Families are so hard and I would really love it if mine would have wanted to buy at least some stuff for my DD. Before my DD was born, my mother asked me if there was anything I would like her to knit for my baby (she is very comfortably off btw). She arrived 2 days after the birth with a pack of 3 vests from Tesco. This was her first grandchild. After buying a pram, she berated me for not "letting" her buy DD a pram. So about a month after DD was born, I asked her if she'd like to buy DD some bedroom furniture instead, she was affronted and insinuated I was money grabbing. Then when I asked her if she would like to buy DD a bugaboo because the pram I chose killed my back (pregnancy gave me fibromyalgia) she refused. Families are never straightforward but then what would I know, apparently as I said I'm money grabbing for even suggesting my mother should buy furniture or a pram or anything else for my DD. So it could be the other way round, which makes me think my DD is a second class citizen especially as my sibling had a child a couple of years later and was bought a considerable amount of stuff. Mother has bought her plenty of stuff since then but each time I ask for stuff for birthday and Christmas, it's always a negotiation process and I'm made to feel demanding and unreasonable.

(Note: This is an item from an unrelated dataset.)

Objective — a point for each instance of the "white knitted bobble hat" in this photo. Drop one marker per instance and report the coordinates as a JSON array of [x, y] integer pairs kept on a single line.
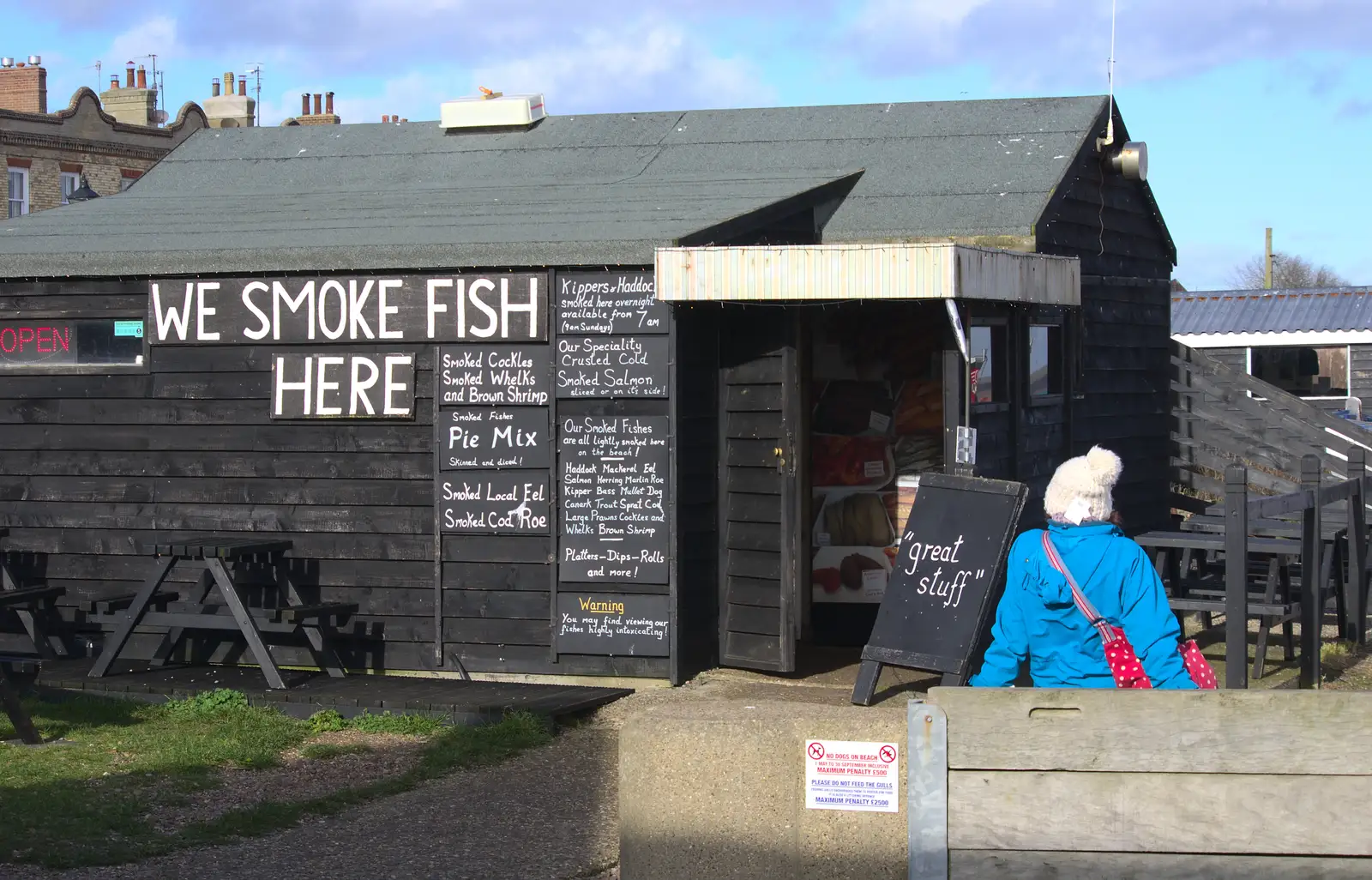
[[1080, 489]]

DioneTheDiabolist · 17/04/2016 17:32

[Removed by MNHQ to protect OP's identity] You are clearly suspicious of your SiL. What do you think she is going to do?

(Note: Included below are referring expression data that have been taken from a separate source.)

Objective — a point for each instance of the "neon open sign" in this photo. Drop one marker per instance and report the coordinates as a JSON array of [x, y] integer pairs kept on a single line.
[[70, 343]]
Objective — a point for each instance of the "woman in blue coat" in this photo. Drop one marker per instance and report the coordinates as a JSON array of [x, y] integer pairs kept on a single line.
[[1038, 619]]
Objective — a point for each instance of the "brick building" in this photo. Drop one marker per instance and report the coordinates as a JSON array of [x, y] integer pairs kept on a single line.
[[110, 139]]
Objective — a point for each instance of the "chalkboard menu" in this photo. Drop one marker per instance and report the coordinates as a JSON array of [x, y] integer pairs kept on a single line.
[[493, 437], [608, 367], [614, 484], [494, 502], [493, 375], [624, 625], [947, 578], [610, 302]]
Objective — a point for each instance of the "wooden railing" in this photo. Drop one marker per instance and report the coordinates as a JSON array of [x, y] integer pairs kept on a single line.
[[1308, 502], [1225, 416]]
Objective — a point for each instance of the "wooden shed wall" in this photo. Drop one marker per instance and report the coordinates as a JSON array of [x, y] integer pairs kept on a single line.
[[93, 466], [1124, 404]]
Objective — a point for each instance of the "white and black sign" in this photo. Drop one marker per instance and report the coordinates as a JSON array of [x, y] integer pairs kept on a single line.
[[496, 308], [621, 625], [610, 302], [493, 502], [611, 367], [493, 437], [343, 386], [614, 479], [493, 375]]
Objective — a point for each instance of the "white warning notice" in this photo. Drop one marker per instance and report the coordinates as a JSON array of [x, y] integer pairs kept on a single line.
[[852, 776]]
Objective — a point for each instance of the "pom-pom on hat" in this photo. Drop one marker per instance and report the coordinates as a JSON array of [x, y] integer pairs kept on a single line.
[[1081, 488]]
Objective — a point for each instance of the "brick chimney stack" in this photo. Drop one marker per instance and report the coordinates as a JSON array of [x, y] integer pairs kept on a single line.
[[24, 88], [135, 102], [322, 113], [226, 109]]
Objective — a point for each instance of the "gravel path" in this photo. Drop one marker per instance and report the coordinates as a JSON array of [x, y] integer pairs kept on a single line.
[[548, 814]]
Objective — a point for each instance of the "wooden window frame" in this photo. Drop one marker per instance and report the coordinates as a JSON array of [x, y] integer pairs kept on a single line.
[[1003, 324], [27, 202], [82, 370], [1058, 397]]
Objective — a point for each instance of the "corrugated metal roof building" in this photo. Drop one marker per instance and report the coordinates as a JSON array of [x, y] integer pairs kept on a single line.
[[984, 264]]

Ohsotired123 · 17/04/2016 17:33

This is getting totally out of hand. I'm a monster apparently. An infertility hating monster.

OP posts:
LitteRedSparke · 17/04/2016 17:35

First dolls house? Is that a 'thing'?

Floggingmolly · 17/04/2016 17:37

Everything "first" is a thing nowadays. And if it's not filmed and broadcast on every source of social media available; it didn't even happen.

LouTheMac · 17/04/2016 17:41

My own mother does this and I think it's OTT but I let her get on with it and thinks it's very lovely how excited she is to be a Granny. If you went to her house would would think he lived there, they have him one day a week, he loves it and I love that he has that, it's so lovely to be spoiled by grandparents.

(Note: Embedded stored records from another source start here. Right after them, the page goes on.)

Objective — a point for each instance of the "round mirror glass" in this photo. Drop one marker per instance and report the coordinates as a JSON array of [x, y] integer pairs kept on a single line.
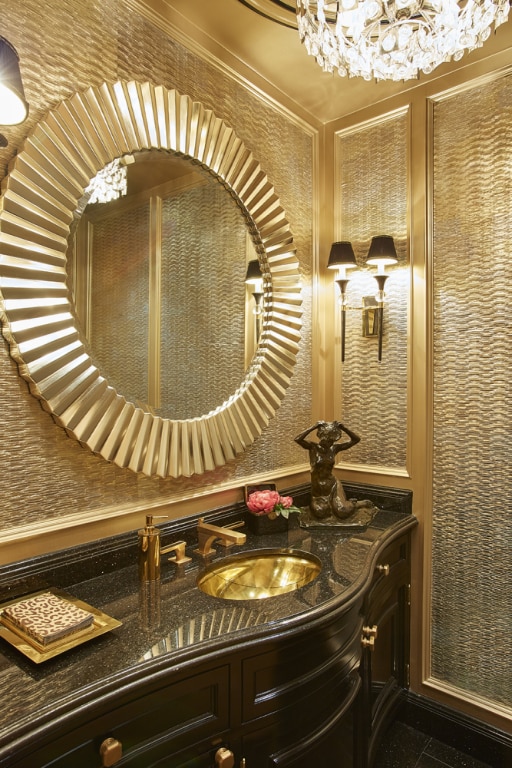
[[157, 266]]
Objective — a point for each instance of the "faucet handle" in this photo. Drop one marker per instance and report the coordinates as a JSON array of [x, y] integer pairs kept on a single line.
[[179, 548]]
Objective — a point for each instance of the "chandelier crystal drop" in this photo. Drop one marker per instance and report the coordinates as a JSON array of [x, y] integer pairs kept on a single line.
[[394, 39], [108, 184]]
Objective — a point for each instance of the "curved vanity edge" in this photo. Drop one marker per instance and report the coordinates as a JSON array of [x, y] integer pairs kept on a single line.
[[333, 620]]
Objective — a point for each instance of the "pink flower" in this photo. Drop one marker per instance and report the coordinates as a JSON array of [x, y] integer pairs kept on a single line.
[[270, 503], [263, 502]]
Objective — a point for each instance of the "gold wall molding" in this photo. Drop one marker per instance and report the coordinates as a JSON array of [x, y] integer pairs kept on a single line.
[[498, 715], [70, 530]]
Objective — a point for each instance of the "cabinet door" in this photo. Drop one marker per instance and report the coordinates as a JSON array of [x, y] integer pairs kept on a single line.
[[385, 657], [177, 724]]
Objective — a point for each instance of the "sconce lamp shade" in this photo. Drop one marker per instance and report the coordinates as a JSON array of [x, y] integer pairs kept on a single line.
[[382, 251], [13, 107], [341, 255], [253, 272]]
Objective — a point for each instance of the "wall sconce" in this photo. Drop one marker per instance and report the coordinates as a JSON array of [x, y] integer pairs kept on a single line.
[[382, 253], [13, 107], [255, 278], [342, 257]]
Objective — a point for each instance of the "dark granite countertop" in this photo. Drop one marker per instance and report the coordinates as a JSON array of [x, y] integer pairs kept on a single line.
[[171, 622]]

Also my SIL has fertility issues and dotes on my DS, she's a wonderful person and would make an amazing Mum. I love it when she around to watch DS as I trust her completely with him. Unfortunately she lives in another country but if she bought him loads I would just view it as her showing her love as well as being excited to buy baby bits.

OP you do sound very harsh on your in laws.

Janecc · 17/04/2016 17:44

There is a lady I know because she is aunt to one of the children in dds class. It's clear she desperately wanted to have children, she babysits while the parents are at work a couple of afternoons. Now there is another child in the family - I don't know who the parents are, the baby is maybe a year old now and I regularly see her with the pram. She was out walking earlier on today. I wish I had someone like that in my dds life. I think your SIL probably wants to be allowed the same experience as this aunty .[Removed by MNHQ to protect OP's identity] My DD was an ivf baby and from speaking to doctors, they understand that difficult to conceive babies can feel extra special to those parents, which can lead to parents being ultra protective. I don't think you have issues op, I'm just wondering if you have some of these very protective feelings, which are leading you to think that they're trying to one up you or take your experiences of motherhood away.

Janecc · 17/04/2016 17:46

*DH and me - bloody autocorrect.

Janecc · 17/04/2016 17:48

Ohsotired did you read my post before your last comment? We aren't all saying this at all and the thread is not getting out of hand.

PaulAnkaTheDog · 17/04/2016 17:51

No one called you a monster. Stop exaggerating to make yourself the wounded party.

I commented on your own words. You said them, own them. You have stated you have an issue with a woman who has fertility issues spending time alone with your child. It's there in black and white, it makes you uncomfortable.

It's a disgusting attitude.

veryproudvolleyballmum · 17/04/2016 17:51

This reply has been deleted

Message withdrawn at poster's request.